New research revealed that women with higher levels of estrogen are at lower risk of dying from Covid-19 than others. The study showed that postmenopausal women who took hormone replacement therapy were more than 50% less likely to die from Covid-19 compared to those with natural estrogen levels. On the other hand, postmenopausal women with lower levels of estrogen as a result of breast cancer treatment were twice as likely to die from Covid-19.

6. Researchers continue to learn about Covid-19 and pregnancy

A study published this month in JAMA showed that Covid-19 during pregnancy is associated with higher risks of serious disease or maternal death. Pregnant women with Covid-19 were more likely to have bad outcomes compared to pregnant women who were not infected with the virus — 13.4% compared to 9.2%. Building on prior studies that showed Covid-19 increased the risk of stillbirths, other new data show that Covid-19 can harm the placenta, which could explain the increased risk. But scientists have also shown that the stage of pregnancy that someone becomes infected with Covid-19 may not matter. In a presentation at a virtual meeting of the Society for Maternal-Fetal Medicine, researchers presented data that showed neither the severity of Covid-19 infection nor the progression of disease in pregnant women differs based on which trimester of pregnancy the infection occurs in.

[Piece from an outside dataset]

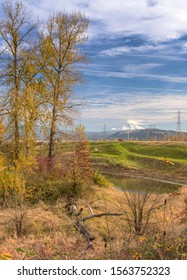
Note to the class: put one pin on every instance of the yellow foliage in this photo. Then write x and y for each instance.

7. New research shows the more you sleep, the less you eat

A study published this month in JAMA Internal Medicine showed that sleep and calorie intake are related. In a small study of 80 participants, the more people in the study slept, the less they ate. When adults who were overweight and slept an average of 1.2 hours more per night, they took in an average of 270 fewer calories per day.

8. February is American Heart Month

Heart disease is the number-one killer of women in the United States, but only about half of women realize it, according to the CDC. The FDA’s Office of Women’s Health (OWH) has put out a video, Getting a Beat on What Women Know About Heart Health, to help women learn the unique risks and symptoms that affect them. OWH also posted a new blog post to share tips on heart health.